Highlights & Insights¶

The shift from "hard sharing" to "soft anchoring" is the most valuable insight. SimULi demonstrates that when sensors have inherent inconsistencies, separation via factorized sets with linkage is more accurate than unified representations.
Extending Unscented Transforms to LiDAR is a natural yet robust evolution, abstracting complex sensors as projection functions.
Automatic tiling is a highly practical engineering innovation, converting manual tuning for different LiDAR models into systematic CDF-based grid optimization.
The results prove "Real-time + High-fidelity + Multi-sensor" can be achieved without heavy post-processing CNNs or refinement networks.

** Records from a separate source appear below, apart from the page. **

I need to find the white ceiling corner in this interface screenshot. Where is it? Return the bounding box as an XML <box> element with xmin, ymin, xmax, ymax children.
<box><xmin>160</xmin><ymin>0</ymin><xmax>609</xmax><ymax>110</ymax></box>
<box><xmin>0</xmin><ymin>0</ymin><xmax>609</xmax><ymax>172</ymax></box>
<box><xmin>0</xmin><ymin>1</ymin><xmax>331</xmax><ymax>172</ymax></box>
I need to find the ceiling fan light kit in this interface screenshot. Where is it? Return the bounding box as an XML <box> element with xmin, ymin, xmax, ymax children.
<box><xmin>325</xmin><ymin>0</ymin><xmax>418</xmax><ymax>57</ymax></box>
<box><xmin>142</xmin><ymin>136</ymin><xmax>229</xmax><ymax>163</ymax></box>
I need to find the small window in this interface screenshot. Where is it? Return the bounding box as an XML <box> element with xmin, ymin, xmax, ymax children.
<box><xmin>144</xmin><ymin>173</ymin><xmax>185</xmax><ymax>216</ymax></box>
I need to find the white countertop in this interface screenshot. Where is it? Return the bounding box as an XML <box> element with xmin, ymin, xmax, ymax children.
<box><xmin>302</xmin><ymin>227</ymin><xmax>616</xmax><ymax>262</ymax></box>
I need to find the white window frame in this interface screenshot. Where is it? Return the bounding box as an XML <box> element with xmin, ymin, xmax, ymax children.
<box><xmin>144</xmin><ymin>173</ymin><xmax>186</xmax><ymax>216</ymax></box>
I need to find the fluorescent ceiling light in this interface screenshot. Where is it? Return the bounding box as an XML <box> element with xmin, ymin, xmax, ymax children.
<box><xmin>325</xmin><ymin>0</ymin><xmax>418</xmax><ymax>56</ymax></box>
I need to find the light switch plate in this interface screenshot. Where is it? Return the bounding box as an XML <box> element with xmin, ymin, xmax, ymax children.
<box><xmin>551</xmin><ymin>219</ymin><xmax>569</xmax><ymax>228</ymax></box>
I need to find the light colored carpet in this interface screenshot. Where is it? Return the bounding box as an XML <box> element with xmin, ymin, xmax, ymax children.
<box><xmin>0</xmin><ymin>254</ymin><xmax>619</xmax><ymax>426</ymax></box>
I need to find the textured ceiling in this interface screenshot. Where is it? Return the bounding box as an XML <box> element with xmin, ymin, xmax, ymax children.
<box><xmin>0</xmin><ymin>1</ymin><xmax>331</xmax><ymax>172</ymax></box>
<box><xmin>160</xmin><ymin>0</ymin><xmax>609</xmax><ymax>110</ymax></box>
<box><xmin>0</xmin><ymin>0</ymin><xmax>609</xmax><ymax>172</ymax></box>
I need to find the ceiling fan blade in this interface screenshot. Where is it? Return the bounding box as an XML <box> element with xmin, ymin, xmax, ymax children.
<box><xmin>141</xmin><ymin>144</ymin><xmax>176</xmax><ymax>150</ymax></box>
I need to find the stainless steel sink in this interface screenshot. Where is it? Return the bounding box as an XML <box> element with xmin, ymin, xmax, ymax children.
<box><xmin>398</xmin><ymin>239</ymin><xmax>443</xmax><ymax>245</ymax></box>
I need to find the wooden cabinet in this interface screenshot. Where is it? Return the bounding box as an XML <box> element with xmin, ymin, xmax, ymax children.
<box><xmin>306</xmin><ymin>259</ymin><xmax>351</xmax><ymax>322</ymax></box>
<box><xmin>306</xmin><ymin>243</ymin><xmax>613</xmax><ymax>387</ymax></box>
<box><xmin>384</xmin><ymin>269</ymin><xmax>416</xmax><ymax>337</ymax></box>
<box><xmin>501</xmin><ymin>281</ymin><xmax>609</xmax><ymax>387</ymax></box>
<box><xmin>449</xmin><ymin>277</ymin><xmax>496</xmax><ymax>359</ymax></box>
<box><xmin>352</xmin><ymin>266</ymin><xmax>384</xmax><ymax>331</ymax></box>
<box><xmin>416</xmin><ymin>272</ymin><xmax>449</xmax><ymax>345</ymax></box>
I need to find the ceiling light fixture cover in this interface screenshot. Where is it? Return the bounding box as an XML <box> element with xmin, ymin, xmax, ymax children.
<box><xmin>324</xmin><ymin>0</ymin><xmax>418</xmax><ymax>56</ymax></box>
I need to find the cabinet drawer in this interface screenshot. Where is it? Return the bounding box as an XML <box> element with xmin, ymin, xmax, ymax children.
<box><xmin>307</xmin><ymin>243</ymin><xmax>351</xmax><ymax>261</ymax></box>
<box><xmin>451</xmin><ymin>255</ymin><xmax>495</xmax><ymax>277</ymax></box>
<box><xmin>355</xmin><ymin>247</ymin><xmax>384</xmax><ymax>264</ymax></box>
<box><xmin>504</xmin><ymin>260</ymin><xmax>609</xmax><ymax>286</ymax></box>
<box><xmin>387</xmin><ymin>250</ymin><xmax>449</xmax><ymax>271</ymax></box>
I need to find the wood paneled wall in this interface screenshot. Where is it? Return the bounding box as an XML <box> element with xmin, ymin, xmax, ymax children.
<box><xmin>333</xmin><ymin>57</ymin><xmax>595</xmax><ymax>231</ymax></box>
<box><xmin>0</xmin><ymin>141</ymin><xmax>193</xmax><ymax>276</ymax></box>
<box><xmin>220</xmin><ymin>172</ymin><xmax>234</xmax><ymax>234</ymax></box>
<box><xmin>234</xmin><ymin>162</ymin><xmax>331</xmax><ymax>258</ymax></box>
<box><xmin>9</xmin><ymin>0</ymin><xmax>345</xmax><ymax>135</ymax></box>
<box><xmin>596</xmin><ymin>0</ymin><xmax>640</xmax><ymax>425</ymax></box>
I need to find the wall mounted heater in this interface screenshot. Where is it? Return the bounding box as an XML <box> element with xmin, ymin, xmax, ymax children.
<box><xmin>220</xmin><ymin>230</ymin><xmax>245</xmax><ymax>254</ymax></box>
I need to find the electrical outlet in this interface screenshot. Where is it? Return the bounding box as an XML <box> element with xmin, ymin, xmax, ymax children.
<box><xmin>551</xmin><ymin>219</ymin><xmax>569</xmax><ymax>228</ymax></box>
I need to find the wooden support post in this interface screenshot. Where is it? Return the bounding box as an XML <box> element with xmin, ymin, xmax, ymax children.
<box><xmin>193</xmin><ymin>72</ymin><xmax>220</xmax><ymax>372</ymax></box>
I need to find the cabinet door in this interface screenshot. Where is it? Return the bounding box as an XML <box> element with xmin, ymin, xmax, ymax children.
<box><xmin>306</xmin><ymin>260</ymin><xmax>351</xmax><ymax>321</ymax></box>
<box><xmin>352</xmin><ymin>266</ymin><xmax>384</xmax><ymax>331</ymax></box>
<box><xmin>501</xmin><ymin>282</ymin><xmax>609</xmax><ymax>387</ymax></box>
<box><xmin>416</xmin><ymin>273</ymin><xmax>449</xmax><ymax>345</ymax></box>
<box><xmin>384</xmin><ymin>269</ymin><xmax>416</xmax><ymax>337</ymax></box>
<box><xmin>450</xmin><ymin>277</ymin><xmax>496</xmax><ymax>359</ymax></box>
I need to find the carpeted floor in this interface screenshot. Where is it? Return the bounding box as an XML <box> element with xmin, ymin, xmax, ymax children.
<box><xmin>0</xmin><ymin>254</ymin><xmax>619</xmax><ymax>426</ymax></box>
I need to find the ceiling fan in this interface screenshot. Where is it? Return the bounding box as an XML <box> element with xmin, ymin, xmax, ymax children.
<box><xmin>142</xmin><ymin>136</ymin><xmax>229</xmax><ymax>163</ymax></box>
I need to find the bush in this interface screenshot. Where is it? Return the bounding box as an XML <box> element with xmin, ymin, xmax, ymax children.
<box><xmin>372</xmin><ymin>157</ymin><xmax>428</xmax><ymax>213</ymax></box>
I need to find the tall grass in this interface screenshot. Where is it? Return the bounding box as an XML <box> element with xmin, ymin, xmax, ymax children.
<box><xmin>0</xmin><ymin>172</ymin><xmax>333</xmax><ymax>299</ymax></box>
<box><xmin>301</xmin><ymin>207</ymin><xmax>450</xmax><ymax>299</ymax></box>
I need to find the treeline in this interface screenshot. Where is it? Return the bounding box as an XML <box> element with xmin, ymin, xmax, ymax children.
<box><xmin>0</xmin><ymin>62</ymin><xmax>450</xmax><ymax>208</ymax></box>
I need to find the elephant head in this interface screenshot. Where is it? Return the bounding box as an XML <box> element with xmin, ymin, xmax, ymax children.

Limitations & Future Work¶

Dependency on reconstructed scenes limits the model to replay and novel view scenarios rather than open-ended semantic generation.
Factorized representations increase memory overhead and the number of optimization targets during the training phase.
Anchoring assumes LiDAR is more geometrically reliable; however, LiDAR can have systematic biases in rain, fog, or on reflective surfaces (glass), requiring potential confidence modeling.
Support for privacy as a native component of the representation is a suggested future direction, particularly regarding facial and license plate obfuscation within the learned model.

vs UniSim / NeuRAD: These NeRF-based simulators use unified representations that are slower and prone to inter-sensor interference. SimULi uses Gaussians for speed and factorized sets for modality-specific optimization.
vs SplatAD: SplatAD uses a shared representation and is limited by pinhole assumptions and heuristic tiling. SimULi improves upon this with complex camera support (via UT), automatic tiling, and decoupled particles.
vs LiDAR-RT / 3DGRT: Ray tracing is flexible but slow. SimULi demonstrates that rasterization, when paired with UT and ray culling, can cover similarly complex sensor models.

Rating¶

Novelty: ⭐⭐⭐⭐⭐ The combination of factorized multi-sensor Gaussians and LiDAR-specific UT rasterization effectively addresses core AV simulation pain points.
Experimental Thoroughness: ⭐⭐⭐⭐⭐ Comprehensive evaluation across three datasets with a focus on both quality and throughput metrics.
Writing Quality: ⭐⭐⭐⭐☆ Clear methodology and visualization, though some specific details are relegated to the appendix.
Value: ⭐⭐⭐⭐⭐ High potential for direct application in autonomous driving simulation and closed-loop evaluation.